Measure before optimizing. Android Studio and the platform provide instrumentation for every major subsystem.
| Tool | What It Measures | When to Use |
|---|---|---|
| CPU Profiler | Thread activity, method traces, system traces | Jank, slow startup, excessive CPU usage |
| Memory Profiler | Heap allocations, GC events, object counts | Memory leaks, OOM crashes, heap growth |
| Network Profiler | Request/response timing, payload sizes | Slow API calls, unnecessary requests |
| Energy Profiler | CPU, radio, GPS usage over time | Battery drain investigation |
| Layout Inspector | Live view hierarchy and recomposition counts | Overdraw, deep hierarchies, Compose issues |
| Macrobenchmark | App startup, scrolling, transitions (on-device) | Regression testing in CI |
Baseline Profiles pre-compile critical code paths at install time, bypassing JIT interpretation on first run. This reduces startup time by 20–40% on cold starts. Generate profiles using the Macrobenchmark library and commit the baseline-prof.txt to source.
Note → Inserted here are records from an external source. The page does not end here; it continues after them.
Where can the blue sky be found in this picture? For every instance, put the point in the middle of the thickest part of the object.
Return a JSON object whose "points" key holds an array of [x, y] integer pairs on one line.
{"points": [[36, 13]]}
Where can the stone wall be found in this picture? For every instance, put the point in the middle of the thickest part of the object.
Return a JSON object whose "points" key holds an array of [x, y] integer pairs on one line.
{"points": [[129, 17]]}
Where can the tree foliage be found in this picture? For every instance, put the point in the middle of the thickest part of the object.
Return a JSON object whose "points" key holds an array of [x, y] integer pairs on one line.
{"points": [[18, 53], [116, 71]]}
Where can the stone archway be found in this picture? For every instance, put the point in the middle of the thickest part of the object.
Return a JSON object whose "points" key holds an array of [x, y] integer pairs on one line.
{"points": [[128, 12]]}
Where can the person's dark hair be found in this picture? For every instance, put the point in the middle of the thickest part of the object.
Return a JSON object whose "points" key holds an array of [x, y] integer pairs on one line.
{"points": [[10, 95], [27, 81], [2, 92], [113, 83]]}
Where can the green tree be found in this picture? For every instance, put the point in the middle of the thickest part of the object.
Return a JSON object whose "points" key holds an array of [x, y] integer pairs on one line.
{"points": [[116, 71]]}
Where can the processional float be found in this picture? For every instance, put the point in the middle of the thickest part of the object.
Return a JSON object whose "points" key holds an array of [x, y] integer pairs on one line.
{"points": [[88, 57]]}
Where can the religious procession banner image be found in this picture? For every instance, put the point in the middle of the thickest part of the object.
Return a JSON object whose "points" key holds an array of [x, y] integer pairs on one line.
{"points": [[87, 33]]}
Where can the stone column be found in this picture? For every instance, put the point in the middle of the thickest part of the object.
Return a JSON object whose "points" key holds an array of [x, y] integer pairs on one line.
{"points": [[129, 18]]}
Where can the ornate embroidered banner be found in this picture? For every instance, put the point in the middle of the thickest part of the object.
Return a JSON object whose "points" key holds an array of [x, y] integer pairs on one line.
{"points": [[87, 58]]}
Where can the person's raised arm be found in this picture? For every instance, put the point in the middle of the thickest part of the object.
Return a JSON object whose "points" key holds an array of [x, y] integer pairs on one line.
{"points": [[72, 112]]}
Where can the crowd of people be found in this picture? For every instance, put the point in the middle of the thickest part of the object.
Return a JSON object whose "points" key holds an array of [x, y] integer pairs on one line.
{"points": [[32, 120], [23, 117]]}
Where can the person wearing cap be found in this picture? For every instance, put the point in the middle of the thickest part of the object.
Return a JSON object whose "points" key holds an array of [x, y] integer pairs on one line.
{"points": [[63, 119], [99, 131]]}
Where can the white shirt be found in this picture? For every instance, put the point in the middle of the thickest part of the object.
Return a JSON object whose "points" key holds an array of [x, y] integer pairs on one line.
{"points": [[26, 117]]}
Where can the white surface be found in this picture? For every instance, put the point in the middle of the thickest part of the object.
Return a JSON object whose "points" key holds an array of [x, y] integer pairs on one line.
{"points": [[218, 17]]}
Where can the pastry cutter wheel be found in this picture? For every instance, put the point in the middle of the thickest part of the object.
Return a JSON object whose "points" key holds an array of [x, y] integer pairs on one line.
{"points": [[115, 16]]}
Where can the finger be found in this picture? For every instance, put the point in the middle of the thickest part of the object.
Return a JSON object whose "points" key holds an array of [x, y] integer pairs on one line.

@ExperimentalBaselineProfilesApi
class BaselineProfileGenerator {
@get:Rule
val rule = BaselineProfileRule()
@Test
fun generateBaselineProfile() = rule.collect(
packageName = "com.example.app"
) {
pressHome()
startActivityAndWait()
// navigate critical user journeys here
}
}Kotlin
For low-level frame pipeline analysis, use Perfetto (replaces Systrace). It provides nanosecond-resolution traces of the entire system: Choreographer frame times, RenderThread, GPU composition, and binder transactions. Available via adb shell perfetto or the web UI at ui.perfetto.dev.
Trace.beginSection() / Trace.endSection() calls around application code to make custom labels visible in Perfetto traces. This is low overhead and survives in release builds.